Friedman explicitly adopted the diagnosis of Smith and these early writers in his own research. It was not state intervention per se that caused the failure of the competitive system, but predatory business interests manipulating governmental authority. “Government assistance,” he wrote in Capitalism and Freedom, was “probably the most important source of monopoly power” and was hidden under claims about social responsibility. This was the reason why the chapter dedicated to monopolies is also about the “social responsibility of business and labor.” Friedman then explores how federal agencies such as the Interstate Commerce Commission (ICC) and the Federal Communications Commission (FCC) had been used by incumbents to protect their markets.

How did this work in practice? Social responsibility claims provided legitimacy to monopolies, cartels, and large companies. Powerful corporations busied themselves manipulating regulation in their favor. Friedman—always rhetorically adept—liked to explain in speeches how politicians were co-opted by recasting the Smithian invisible hand: “Men who seek through political machinery to serve only the public interest are led by an invisible hand to serve private interests which they would never serve if they knew what they were doing.”

This connection between monopoly and social responsibility did not fade in Friedman’s thinking. He would even joke in an interview in 1972 that businesspeople who boasted of their expenditures on social responsibility, “…should be regarded as asking for an investigation by the Antitrust Division of the Justice Department”.

Friedman’s New York Times article only mentions monopolies once. Part of the reason is that by 1970 his critique had evolved. In 1962, he was preoccupied with post-war corporatism, whereas the later article was a specific intervention in the debate over shareholder activism. But monopoly is still behind his reasoning.

“Friedman was neither naïve about business interests nor about monopoly.”

The essence of Friedman’s argument in 1970 was not that managers should reject moral or social considerations in their decision-making. He acknowledged that corporations might fund amenities in a community, for example, in order to recruit better employees. Friedman explained in private correspondence what this meant. Corporate activities should pass what he termed the “dollar for dollar” test or whether they returned profit. This test actually provided managers with considerable latitude to pursue social responsibility. Friedman, however, objected to the hypocrisy and noted in his article that he shared “Adam Smith’s skepticism” about “those who affected to trade for the public good.” Expenditures on social responsibility that failed the test would be loss-making in a competitive market and place the company at risk. The only entities that could support ongoing and truly altruistic social responsibility expenditures were monopolies. Call the Justice Department!

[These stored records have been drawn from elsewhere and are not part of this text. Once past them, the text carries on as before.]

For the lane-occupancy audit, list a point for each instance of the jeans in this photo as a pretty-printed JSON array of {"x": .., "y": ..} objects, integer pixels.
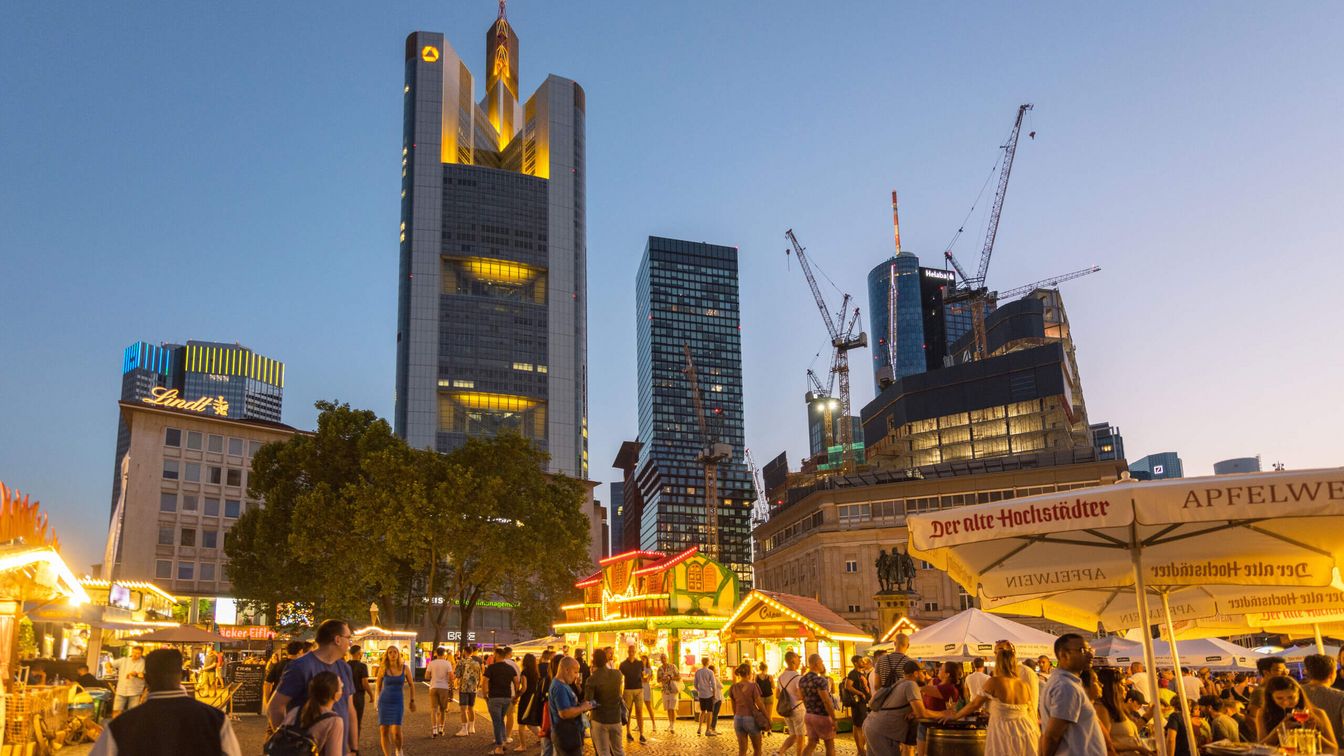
[
  {"x": 608, "y": 739},
  {"x": 499, "y": 709}
]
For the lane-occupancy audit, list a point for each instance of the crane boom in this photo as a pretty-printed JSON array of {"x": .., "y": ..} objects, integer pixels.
[
  {"x": 1050, "y": 281},
  {"x": 812, "y": 281},
  {"x": 1010, "y": 151}
]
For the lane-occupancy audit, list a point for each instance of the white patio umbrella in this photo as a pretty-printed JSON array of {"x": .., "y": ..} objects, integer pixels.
[
  {"x": 973, "y": 632},
  {"x": 1282, "y": 529}
]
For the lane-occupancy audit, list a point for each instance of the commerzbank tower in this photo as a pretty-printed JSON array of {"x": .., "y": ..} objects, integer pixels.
[{"x": 491, "y": 323}]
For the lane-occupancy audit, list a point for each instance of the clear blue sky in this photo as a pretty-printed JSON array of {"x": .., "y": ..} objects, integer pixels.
[{"x": 230, "y": 171}]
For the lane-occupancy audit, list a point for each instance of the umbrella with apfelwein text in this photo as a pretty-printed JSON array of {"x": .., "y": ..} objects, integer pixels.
[{"x": 1273, "y": 529}]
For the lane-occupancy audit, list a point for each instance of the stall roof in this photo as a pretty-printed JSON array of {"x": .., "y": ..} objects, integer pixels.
[{"x": 811, "y": 612}]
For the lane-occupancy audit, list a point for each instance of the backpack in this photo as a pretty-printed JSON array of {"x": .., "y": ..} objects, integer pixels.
[{"x": 293, "y": 740}]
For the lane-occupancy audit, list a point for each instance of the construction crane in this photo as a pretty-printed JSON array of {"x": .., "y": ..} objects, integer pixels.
[
  {"x": 972, "y": 288},
  {"x": 1046, "y": 283},
  {"x": 761, "y": 509},
  {"x": 843, "y": 341},
  {"x": 711, "y": 454}
]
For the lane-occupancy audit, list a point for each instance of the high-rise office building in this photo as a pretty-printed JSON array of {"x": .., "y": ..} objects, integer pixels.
[
  {"x": 922, "y": 330},
  {"x": 225, "y": 380},
  {"x": 491, "y": 328},
  {"x": 687, "y": 297},
  {"x": 1157, "y": 467}
]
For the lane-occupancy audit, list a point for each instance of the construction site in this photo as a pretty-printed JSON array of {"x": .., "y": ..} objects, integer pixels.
[{"x": 979, "y": 398}]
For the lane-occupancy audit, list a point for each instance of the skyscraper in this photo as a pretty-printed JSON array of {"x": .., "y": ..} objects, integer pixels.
[
  {"x": 238, "y": 382},
  {"x": 687, "y": 297},
  {"x": 491, "y": 328}
]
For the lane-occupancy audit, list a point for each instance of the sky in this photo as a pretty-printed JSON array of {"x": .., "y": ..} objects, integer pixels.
[{"x": 230, "y": 171}]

This reasoning is reinforced by his lone mention of monopoly. He acknowledged that individual proprietors might pursue social responsibility but since they were unlikely “to have monopolistic power, any such side effects will tend to be minor.” The side effects were a rise in costs that would affect employees and customers— costs that only companies with little competition could ignore in the long-run.

The fundamental problem that Friedman attacked in both 1962 and 1970 (though in different ways) was how managers made decisions—whether by political or market logics. But that is another story.

Friedman was neither naïve about business interests nor about monopoly. He made this clear even in his later interviews: “It’s always been true that business is not a friend of a free market … It’s in the self-interest of the business community to get government on its side. It’s in the self-interest of a particular business.”

While suggesting the need to rethink Friedman’s ideas about monopoly and the importance of classical liberalism to antitrust more generally, my research also points to another problem. Friedman was deeply interested in how markets and the “rules of the game” incentivized managerial behavior. While many have sought to encourage virtuous firms, Friedman often alluded in his writings and notes to the shaping of virtuous markets. The roles that government, consumers, and other actors might play to bring about fairer markets seems an increasingly timely question.